I didn’t notice the thin, neat line cut across the sphere of Osric’s throat at first. Not until the blood welled like a plague, slowly seeping from that narrow line, did the truth fully settle.
The wound swelled into a bubbling brook, then a stream, then a river, until at last, an ocean, drenching his shirt, his breeches, and the rug beneath him.

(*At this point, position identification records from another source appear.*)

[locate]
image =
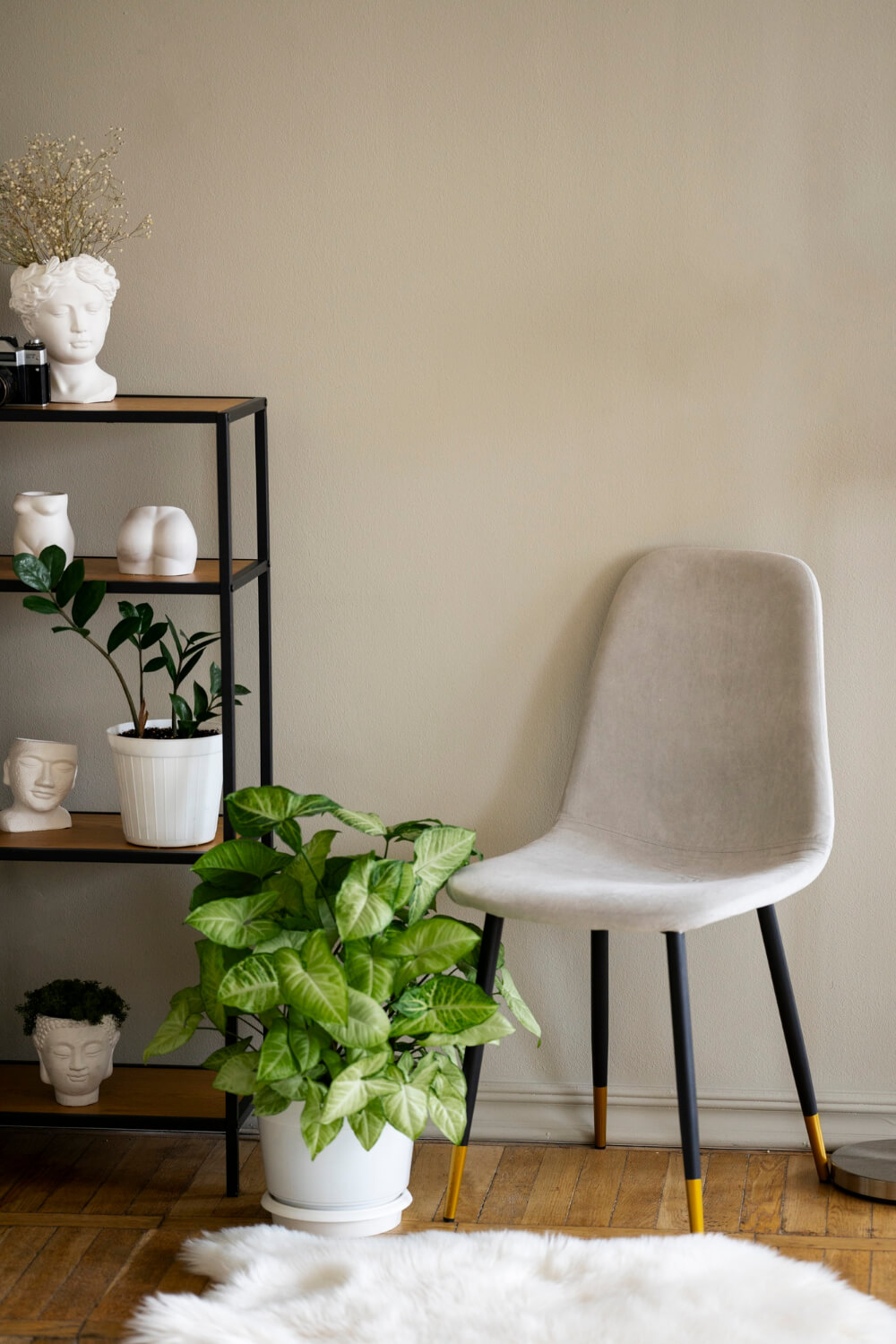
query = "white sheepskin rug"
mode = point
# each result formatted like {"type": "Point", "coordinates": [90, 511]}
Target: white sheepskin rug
{"type": "Point", "coordinates": [279, 1287]}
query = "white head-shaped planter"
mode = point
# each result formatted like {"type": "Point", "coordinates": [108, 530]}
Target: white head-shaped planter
{"type": "Point", "coordinates": [40, 774]}
{"type": "Point", "coordinates": [66, 304]}
{"type": "Point", "coordinates": [75, 1056]}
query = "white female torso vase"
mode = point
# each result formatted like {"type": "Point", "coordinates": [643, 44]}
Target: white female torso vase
{"type": "Point", "coordinates": [66, 304]}
{"type": "Point", "coordinates": [42, 519]}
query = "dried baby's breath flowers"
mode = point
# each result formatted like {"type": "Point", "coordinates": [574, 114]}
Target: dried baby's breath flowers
{"type": "Point", "coordinates": [61, 201]}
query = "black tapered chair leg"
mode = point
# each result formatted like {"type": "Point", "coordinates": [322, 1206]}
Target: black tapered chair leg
{"type": "Point", "coordinates": [489, 949]}
{"type": "Point", "coordinates": [793, 1035]}
{"type": "Point", "coordinates": [599, 1031]}
{"type": "Point", "coordinates": [685, 1080]}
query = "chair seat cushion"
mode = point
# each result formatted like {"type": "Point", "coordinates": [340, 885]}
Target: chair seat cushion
{"type": "Point", "coordinates": [586, 876]}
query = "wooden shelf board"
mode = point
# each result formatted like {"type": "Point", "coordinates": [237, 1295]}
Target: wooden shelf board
{"type": "Point", "coordinates": [105, 567]}
{"type": "Point", "coordinates": [134, 1090]}
{"type": "Point", "coordinates": [150, 405]}
{"type": "Point", "coordinates": [97, 835]}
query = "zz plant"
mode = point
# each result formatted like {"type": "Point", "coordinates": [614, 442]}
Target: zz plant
{"type": "Point", "coordinates": [56, 585]}
{"type": "Point", "coordinates": [365, 994]}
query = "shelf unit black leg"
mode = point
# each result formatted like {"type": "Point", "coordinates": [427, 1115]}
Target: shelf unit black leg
{"type": "Point", "coordinates": [228, 731]}
{"type": "Point", "coordinates": [263, 531]}
{"type": "Point", "coordinates": [226, 613]}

Gormless I stood, as the last ember of life drained from his grey, hollowed eyes, until there was truly nothing left, the marbles of them open and glassy.
“He’s dead,” I breathed, unable to blink.
“A natural conclusion from slitting a throat,” the Butcher replied, wiping the curve of his dagger with the edge of his cloak.
Two chalices worth of pomegranate wine emptied to join Osric’s blood pooling on the anatolian. Stomach emptied, a crackling heat stirred in its depths, like the beginnings of a fire rising from tinder and flint.
“You are monstrous.” I heard myself say, the words spilling from my lips unbidden as I dabbed at them with my cuff.
Stilling his hands, his helm turned to me, a slight tilt to it.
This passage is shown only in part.